16 Horsepower'ın ilk albümü Sackcloth 'n' Ashes'ı ne yazık ki ikinci albümlerinden sonra dinleyebilme imkanı bulmuştum. Açık konuşmak gerekirse, grup ilk albümlerinde zaten "olayı bitirmiş"ti. Bu albüm dinlediğim ilk günden beri "Gelmiş Geçmiş En Çok Sevdiğim Albümler" listemde ilk sırada yer alıyor. Grubun icra ettiği müzik bana göre "kategorize edilemez" olsa da genellikle müzik çevrelerinde "Alternatif Country" ya da "Gotik Americana" olarak adlandırılıyor. Edwards'ın İsa/ Tanrı/ Kutsal Ruh üçgeninde dönenip duran karanlık sözleri ve bu sözlerini acımasızca buladığı katran karası besteleri insan ruhunda tamir edilemez hasarlar meydana getirecek kadar güçlü olmuştu. Dört stüdyo albümünün ardından 16 Horsepower elemanları birlikteliklerini askıya aldılar ve David Eugene Edwards yoluna Woven Hand ile devam etti. 2002 yılında kaydedilen ilk Woven Hand albümü ile son 16 Horsepower albümü Folklore'ün piyasaya çıkış tarihleri aynı günlere denk geldi. Bu iki albümü Roll dergisinin Ocak 2003 tarihli 51. sayısı için aynı yazıda değerlendirmek yine bana kısmet olmuştu. (Yanlış hatırlamıyorsam Woven Hand albümü bana "demo baskısı"yla ulaşmıştı ve o aşamada albümün David Eugene Edwards'ın ilk solo çalışması olacağı söylenmişti. Bu nedenle Roll'daki yazının başlığında albümün sahibi olarak Woven Hand değil sanatçının kendi adı yazıyor.)David Eugene Edwards, Woven Hand olarak 16 Horsepower adıyla kaydettiği çalışmalardan daha fazla sayıda albüm yayınlamış olsa da müzikal anlamda hiçbir zaman uzaklara doğru seyretmedi. Bugüne kadar yayınlanmış olan sekiz Woven Hand albümünde sanatçı, 16 Horsepower albümlerinde yer alan bir çok bestesini tekrar tekrar yorumladı. Sizlerle paylaştığım iki CD'den oluşan bu 16 Horsepower derlemesinin ikincisinde bu tekrar yorumlardan bazıları yer alıyor. İlk CD'deki şarkı seçimlerini ve derlemenin kapak dizaynını bundan yaklaşık 10 yıl kadar önce yapmıştım. Bu nedenle ikinci CD'deki şarkılar daha çok 2000 sonrasının tarihini taşıyor.

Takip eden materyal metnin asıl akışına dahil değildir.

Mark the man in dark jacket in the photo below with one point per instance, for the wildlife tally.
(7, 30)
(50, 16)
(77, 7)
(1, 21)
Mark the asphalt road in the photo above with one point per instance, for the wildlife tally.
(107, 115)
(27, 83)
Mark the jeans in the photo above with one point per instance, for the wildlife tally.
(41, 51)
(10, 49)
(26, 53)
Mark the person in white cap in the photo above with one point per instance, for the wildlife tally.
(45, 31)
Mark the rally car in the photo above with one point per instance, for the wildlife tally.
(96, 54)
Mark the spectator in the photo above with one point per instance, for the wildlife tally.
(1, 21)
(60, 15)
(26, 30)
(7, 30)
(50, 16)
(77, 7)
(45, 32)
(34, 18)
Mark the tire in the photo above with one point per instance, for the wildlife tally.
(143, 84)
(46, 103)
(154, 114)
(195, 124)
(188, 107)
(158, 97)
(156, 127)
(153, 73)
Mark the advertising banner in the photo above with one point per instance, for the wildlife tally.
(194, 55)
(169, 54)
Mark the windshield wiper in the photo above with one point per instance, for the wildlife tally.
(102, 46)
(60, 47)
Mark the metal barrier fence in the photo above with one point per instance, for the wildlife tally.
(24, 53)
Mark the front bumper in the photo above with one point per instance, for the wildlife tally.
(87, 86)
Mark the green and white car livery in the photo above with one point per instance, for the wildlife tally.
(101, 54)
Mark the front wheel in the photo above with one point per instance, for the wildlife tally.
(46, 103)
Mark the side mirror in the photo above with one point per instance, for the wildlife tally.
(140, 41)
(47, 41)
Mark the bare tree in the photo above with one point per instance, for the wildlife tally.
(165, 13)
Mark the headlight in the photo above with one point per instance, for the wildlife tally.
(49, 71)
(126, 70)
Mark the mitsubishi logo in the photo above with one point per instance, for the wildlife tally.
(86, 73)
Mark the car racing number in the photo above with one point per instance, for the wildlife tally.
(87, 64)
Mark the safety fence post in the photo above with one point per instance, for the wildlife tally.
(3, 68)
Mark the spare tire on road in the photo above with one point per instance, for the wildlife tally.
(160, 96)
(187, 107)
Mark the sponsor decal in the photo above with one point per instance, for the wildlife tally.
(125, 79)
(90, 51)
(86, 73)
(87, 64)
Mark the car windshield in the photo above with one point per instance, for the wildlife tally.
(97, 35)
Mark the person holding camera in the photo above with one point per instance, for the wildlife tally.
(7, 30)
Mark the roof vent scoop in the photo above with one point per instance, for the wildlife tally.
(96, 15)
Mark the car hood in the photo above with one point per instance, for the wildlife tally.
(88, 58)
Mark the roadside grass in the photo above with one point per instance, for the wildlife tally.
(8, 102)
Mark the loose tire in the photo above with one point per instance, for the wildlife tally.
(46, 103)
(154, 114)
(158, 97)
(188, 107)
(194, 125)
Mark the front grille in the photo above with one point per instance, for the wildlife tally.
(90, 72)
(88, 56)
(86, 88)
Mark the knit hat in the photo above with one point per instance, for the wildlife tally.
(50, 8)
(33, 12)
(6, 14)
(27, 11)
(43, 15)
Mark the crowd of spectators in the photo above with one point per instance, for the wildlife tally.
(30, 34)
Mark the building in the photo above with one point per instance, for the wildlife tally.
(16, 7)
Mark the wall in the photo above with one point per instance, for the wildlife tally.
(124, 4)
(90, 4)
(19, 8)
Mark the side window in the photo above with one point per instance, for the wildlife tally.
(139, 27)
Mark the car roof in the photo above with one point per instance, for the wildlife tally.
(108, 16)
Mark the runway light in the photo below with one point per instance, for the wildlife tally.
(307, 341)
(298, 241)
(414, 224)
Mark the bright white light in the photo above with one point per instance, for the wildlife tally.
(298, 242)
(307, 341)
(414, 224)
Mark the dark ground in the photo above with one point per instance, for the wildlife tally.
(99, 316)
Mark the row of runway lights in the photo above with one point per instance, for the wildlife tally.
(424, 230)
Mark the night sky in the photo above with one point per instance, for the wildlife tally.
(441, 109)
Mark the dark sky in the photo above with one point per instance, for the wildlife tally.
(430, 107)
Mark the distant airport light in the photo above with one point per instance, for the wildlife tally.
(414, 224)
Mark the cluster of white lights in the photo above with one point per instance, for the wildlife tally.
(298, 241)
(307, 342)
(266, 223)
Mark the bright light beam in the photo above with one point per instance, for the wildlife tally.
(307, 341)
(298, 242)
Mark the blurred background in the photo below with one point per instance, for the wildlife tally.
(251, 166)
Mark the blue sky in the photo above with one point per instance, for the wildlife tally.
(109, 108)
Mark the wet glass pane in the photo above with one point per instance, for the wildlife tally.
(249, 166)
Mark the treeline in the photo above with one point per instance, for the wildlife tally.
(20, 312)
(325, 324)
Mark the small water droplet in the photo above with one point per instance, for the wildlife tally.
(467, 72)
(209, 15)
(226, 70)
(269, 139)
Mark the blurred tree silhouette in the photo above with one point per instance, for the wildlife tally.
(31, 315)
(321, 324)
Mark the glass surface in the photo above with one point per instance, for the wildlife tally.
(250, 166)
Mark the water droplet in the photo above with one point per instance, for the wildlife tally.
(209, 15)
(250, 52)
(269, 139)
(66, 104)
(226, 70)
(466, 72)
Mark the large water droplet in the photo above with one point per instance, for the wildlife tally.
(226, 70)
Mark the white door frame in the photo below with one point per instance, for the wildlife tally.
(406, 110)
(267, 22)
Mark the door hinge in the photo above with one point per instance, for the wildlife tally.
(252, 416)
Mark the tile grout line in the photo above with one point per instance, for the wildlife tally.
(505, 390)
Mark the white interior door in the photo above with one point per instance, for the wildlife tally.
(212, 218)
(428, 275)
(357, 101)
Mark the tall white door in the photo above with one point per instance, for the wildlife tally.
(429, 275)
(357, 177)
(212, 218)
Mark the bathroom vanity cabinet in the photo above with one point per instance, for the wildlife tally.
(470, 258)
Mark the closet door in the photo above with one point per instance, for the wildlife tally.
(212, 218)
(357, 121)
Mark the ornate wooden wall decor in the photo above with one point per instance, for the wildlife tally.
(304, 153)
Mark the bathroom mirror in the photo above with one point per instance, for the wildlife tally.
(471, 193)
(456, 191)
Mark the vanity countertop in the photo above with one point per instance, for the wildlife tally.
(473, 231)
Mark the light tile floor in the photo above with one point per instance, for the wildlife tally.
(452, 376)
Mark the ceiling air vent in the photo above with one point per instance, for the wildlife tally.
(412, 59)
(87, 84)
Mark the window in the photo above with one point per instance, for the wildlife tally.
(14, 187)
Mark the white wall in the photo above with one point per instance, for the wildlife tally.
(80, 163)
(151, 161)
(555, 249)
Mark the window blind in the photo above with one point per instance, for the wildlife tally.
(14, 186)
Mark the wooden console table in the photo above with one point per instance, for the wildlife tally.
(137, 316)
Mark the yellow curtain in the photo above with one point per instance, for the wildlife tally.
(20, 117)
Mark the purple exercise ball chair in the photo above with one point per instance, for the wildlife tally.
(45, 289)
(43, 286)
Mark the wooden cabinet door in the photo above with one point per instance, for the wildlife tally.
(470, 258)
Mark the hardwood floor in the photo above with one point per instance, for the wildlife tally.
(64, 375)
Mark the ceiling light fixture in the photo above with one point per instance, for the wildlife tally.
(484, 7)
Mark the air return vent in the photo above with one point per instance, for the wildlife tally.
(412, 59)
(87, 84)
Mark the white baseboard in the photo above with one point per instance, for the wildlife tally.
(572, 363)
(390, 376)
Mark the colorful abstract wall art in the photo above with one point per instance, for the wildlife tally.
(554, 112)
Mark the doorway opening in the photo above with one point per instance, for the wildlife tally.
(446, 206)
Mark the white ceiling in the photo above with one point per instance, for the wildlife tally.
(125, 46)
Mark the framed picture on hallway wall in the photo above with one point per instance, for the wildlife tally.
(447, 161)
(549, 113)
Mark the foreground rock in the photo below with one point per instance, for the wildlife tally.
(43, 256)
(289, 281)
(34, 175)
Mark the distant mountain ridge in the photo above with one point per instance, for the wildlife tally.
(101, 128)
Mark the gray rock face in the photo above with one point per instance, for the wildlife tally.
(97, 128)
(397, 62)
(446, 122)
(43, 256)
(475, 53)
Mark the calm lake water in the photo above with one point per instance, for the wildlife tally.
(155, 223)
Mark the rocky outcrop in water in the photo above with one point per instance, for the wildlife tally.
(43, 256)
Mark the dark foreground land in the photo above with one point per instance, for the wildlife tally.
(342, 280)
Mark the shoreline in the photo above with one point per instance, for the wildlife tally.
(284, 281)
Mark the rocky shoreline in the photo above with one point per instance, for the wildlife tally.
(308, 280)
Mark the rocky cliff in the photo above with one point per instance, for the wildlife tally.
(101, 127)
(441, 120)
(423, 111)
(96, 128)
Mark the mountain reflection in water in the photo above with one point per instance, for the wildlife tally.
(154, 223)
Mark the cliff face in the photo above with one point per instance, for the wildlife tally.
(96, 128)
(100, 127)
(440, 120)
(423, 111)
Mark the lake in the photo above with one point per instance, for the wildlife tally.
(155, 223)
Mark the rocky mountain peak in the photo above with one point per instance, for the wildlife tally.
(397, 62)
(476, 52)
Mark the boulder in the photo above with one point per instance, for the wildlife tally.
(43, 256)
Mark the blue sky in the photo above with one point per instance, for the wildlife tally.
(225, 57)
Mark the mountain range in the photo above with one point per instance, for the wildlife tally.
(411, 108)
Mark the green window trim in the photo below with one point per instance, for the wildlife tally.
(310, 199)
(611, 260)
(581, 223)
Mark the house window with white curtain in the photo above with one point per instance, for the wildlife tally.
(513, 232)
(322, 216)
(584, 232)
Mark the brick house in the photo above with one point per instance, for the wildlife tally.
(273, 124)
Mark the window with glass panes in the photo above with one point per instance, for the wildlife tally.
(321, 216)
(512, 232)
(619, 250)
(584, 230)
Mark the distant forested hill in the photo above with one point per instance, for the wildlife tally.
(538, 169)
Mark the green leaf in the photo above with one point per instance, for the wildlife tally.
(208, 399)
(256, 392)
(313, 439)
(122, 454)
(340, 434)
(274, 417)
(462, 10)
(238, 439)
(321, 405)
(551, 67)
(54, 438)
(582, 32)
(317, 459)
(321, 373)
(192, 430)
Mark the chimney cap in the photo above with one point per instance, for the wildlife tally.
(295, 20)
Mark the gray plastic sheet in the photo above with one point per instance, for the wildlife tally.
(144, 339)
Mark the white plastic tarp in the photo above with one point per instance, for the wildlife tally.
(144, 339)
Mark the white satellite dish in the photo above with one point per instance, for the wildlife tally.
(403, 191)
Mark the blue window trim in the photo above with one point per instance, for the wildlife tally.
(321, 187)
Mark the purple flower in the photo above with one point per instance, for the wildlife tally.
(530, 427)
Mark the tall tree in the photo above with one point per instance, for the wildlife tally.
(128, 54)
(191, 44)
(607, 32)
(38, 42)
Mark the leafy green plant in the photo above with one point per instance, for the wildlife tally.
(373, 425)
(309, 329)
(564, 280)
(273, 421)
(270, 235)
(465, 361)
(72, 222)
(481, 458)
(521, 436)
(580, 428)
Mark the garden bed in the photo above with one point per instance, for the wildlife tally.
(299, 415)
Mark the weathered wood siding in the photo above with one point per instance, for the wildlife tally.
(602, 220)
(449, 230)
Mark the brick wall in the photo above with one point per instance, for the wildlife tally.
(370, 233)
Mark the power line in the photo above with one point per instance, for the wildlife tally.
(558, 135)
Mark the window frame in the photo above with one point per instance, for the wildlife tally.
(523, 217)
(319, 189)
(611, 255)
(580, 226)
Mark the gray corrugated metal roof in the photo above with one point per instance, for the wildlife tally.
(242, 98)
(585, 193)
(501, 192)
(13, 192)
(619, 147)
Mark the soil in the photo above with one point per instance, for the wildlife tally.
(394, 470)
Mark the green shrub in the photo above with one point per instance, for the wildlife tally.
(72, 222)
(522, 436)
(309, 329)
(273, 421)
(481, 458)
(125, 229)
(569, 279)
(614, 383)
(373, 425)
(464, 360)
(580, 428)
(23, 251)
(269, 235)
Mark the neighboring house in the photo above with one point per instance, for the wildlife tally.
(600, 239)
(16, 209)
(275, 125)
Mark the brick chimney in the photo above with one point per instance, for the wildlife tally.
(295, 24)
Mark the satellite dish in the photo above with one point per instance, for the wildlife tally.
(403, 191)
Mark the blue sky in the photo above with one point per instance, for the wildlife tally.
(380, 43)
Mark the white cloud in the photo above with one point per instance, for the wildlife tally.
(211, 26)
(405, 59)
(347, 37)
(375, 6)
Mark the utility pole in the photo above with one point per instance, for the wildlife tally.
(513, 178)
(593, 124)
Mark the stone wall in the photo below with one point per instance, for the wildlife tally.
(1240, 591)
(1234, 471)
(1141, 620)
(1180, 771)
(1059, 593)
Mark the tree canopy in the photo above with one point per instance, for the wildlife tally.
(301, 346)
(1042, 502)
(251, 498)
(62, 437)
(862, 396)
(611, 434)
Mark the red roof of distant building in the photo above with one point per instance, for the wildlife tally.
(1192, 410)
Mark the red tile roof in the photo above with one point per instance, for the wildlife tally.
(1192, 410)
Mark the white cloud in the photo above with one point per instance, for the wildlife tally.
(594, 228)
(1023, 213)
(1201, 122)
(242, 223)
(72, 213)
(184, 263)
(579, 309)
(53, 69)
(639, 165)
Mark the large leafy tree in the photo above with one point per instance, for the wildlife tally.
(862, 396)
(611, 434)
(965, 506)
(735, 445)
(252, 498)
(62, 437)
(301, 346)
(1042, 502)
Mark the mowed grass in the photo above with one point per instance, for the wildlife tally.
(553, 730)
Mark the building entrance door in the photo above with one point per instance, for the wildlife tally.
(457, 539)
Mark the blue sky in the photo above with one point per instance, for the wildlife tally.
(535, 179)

Bu sayfada yer alan "oynar haldeki gif resimler"i de (yanlış hatırlamıyorsam) 2003 yılında kendi ellerimle hazırlamıştım. Yıllardır hard disklerimde kendi kendine "oynayıp" duran bu çalışmalar da nihayet bu sayfa sayesinde gün yüzüne çıkma fırsatı buluyor. Son olarak derlemenin adı olarak seçtiğim "Password:16hrspwr"ın kaynağının, bugünlerde Can Yayınları'ndan üçüncü kitabı (Bir Sonraki Dolunay) yayınlanan sevgili arkadaşım Nurdan Beşergil olduğunu belirtmek isterim. Ayrıca bu derlemeyi de ona ithafen bu blog sayfasına koymak istedim.